Akan tetapi, terhadap karya sastra dengan model seperti ini, beberapa kalangan pernah mengajukan “keberatan”: tidakkah perilaku seperti ini adalah “perilaku buruk terhadap bahasa”—seperti kata Nirwan Dewanto di Harian Kompas (29/6/97). Ahmad Sahal misalnya ketika mengantarkan Cerpen Terbaik Kompas 1999 menilai bahwa meski menampakkan suatu komitmen sosial yang tinggi, model cerita (karya sastra) semacam ini menjadi terlalu “lurus”, bahasanya terlalu diskursif dan memilah serta memperlakukan cerita sebagai kendaraan dan instrumen untuk menyampaikan gagasan penulisnya. Bagi Ayu Utami (Jurnal Kalam, edisi 12/1998, hal. 124) sebuah kisah tidak berpretensi untuk menyampaikan sebuah ajaran jika bisa disampaikan dengan dalil atau pedoman. Sebuah kisah adalah pengalaman, yang tak mempunyai jalan keluar lain.
Pandangan ini memang berbeda dengan Kunto yang juga pernah menempatkan karya sastra dalam kerangka profetis—seperti yang pernah ia lakukan terhadap ilmu-ilmu sosial (lihat tulisan Kunto di Republika [22-23/11/2000] berjudul "Islam dan Seni").

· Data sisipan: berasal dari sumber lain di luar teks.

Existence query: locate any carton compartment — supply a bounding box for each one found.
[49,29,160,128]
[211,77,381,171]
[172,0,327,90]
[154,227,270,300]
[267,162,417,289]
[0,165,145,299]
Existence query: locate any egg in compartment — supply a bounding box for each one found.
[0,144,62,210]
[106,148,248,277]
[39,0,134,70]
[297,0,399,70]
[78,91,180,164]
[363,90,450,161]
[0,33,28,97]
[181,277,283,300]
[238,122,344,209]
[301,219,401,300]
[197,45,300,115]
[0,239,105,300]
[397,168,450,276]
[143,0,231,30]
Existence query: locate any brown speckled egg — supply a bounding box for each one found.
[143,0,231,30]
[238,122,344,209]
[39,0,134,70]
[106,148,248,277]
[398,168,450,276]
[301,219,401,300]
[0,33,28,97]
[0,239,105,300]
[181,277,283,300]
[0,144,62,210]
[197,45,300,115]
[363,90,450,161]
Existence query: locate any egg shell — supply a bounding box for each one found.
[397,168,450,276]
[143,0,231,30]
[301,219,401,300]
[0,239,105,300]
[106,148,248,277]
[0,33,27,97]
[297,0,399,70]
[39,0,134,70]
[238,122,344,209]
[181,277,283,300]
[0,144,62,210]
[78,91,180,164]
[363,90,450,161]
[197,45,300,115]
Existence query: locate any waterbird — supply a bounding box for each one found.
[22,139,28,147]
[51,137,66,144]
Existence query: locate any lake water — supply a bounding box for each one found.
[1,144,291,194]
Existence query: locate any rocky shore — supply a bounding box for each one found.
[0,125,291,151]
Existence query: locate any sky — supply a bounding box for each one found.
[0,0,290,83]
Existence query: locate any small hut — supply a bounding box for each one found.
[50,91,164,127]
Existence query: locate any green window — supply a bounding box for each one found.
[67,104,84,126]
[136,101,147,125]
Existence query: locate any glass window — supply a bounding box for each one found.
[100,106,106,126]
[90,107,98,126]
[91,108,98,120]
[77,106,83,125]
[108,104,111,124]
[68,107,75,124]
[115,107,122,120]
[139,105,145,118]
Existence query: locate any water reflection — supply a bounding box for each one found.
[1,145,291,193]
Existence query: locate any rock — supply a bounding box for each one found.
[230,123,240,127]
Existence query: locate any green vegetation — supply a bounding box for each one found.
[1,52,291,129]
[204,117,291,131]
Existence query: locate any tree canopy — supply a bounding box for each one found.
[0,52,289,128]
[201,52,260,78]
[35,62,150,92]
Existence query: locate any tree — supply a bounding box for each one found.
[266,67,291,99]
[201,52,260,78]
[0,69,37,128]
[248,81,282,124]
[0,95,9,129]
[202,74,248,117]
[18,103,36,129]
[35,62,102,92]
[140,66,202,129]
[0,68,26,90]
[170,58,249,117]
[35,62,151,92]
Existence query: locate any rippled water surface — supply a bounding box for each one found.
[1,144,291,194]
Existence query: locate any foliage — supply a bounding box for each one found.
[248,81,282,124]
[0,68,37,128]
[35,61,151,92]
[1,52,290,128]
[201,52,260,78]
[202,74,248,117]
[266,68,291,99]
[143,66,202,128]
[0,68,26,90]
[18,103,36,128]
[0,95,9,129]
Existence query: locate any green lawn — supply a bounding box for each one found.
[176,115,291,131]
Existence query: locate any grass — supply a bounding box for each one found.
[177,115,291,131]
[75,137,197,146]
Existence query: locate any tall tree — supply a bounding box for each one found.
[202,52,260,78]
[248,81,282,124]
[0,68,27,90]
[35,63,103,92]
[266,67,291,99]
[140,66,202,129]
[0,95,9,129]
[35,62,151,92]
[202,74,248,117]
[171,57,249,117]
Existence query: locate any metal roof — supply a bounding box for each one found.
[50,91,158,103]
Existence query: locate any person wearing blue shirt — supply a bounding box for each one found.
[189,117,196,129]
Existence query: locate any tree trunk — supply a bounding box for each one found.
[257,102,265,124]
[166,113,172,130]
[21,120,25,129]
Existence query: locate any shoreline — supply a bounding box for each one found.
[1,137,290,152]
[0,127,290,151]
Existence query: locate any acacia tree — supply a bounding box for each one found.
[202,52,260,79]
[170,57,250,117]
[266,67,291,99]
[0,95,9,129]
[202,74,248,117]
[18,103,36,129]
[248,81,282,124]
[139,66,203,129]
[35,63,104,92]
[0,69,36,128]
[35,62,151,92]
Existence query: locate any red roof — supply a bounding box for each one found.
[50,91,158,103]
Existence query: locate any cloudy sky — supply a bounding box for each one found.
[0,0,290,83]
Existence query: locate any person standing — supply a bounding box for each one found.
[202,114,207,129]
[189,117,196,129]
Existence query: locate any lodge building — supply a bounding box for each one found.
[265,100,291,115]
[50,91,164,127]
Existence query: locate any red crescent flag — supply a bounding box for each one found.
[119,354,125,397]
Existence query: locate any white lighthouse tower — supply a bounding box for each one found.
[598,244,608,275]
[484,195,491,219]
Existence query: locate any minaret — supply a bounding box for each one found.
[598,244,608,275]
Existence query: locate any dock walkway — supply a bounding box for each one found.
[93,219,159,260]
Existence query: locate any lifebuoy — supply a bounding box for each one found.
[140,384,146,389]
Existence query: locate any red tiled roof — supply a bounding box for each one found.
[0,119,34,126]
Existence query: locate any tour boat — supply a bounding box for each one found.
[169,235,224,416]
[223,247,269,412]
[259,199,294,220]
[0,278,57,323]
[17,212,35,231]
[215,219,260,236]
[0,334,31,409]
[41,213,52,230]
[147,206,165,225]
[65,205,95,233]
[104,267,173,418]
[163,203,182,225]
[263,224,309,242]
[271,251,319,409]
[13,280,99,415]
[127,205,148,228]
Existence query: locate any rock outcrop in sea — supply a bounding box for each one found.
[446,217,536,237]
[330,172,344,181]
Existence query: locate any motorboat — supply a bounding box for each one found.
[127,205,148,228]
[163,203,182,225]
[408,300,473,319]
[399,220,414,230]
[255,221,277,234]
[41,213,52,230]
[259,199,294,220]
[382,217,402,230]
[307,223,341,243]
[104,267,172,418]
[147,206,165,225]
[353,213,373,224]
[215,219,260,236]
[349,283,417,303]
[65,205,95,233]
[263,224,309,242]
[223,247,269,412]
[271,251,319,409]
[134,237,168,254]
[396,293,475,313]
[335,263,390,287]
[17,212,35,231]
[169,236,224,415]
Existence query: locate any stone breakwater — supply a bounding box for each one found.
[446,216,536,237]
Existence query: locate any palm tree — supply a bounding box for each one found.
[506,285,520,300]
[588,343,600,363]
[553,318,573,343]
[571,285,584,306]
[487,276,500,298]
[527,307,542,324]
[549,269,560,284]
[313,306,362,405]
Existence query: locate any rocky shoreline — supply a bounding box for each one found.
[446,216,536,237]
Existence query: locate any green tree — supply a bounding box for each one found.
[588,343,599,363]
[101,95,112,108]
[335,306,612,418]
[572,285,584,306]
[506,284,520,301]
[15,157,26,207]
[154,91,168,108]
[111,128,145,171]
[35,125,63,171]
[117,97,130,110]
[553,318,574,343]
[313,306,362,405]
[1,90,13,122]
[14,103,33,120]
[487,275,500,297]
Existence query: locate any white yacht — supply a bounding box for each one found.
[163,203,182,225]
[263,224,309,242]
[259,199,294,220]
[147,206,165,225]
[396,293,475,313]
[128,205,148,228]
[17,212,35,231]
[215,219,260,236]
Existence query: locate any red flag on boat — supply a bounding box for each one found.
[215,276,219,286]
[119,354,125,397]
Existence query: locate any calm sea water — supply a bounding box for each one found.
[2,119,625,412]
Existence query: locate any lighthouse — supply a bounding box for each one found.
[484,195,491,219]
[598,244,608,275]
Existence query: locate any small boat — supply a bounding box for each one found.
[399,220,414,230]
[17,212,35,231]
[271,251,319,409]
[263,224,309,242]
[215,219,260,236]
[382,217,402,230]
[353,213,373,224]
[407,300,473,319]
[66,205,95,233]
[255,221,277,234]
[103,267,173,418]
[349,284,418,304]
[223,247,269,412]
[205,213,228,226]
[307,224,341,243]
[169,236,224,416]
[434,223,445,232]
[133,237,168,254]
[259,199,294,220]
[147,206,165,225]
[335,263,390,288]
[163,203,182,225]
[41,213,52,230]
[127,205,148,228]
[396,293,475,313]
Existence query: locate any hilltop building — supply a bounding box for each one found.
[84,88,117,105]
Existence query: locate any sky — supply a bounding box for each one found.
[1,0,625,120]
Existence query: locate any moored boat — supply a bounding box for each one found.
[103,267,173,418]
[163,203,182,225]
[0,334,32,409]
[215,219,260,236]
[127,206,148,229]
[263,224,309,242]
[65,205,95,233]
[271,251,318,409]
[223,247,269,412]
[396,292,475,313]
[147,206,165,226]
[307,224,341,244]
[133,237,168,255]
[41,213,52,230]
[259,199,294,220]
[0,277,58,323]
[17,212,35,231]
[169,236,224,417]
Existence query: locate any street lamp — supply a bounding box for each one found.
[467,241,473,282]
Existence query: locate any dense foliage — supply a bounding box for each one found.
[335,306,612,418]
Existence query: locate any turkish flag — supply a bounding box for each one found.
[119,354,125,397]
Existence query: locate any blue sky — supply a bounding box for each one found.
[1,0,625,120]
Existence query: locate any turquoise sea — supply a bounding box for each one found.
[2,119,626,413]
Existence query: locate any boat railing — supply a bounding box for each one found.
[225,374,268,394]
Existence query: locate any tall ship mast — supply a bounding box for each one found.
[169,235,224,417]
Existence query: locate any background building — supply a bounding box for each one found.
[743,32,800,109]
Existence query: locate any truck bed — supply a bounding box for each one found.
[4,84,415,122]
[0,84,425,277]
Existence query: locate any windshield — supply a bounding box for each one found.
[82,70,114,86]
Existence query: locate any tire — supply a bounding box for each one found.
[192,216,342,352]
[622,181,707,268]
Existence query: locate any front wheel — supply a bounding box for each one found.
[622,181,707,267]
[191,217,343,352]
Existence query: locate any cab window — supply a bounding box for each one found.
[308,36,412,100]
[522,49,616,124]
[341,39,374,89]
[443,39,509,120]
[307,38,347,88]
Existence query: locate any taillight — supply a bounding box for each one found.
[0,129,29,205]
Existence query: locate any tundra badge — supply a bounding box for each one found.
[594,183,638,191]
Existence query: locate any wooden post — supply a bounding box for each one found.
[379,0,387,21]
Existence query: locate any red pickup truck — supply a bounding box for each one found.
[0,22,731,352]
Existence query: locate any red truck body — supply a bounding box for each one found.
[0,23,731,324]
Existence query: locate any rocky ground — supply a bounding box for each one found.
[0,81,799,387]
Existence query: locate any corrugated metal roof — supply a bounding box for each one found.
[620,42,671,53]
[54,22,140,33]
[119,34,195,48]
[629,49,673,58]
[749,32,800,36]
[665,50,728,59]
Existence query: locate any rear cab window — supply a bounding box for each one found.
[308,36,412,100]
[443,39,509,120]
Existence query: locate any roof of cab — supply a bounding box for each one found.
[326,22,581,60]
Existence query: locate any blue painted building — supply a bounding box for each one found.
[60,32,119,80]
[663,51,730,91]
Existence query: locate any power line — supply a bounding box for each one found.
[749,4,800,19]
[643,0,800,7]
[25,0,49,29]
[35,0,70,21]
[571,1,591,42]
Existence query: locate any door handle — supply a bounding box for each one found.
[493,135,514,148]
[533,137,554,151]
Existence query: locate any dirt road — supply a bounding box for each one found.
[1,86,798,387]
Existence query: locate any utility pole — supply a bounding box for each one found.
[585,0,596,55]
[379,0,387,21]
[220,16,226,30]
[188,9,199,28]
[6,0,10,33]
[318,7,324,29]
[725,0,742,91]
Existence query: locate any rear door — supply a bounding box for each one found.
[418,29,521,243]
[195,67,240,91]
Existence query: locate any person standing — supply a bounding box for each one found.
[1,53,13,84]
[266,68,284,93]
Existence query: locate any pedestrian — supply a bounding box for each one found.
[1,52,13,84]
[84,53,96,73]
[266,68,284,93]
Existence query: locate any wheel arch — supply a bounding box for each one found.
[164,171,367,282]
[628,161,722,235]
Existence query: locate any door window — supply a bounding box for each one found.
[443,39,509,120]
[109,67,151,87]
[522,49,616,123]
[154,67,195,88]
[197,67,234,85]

Dengan nilai profetis seni Kunto menegaskan bahwa seni dapat menjadi media humanisasi, transendensi, dan liberasi.
Meski dalam novel ini tidak sepenuhnya demikian, memang ada kecenderungan ke arah semacam itu—ini cukup berbeda dengan Anjing-Anjing Menyerbu Kuburan yang cukup mampu mempertontonkan ambiguitas hidup dalam masyarakat. Unsur alur dan penokohan dalam novel ini cukup hidup dalam lingkungan budaya Jawa dan atmosfer politik Orde Baru yang khas.
Novel ini patut diapresiasi bersama terutama sebagai sebuah karya sastra yang cukup sulit dihasilkan oleh sastrawan lain serta karena posisinya yang khas dalam sosok Kuntowijoyo, seorang cendekiawan, sastrawan, sejarawan, dan budayawan. Kritik sosial yang disampaikan dalam novel ini juga dapat menjadi sebuah tema diskusi yang menarik karena berkaitan dengan posisi kesenian dalam masyarakat—sebuah tema yang tak pernah habis dibicarakan.


Versi pendek tulisan ini dimuat di Harian Kompas, 12 November 2001.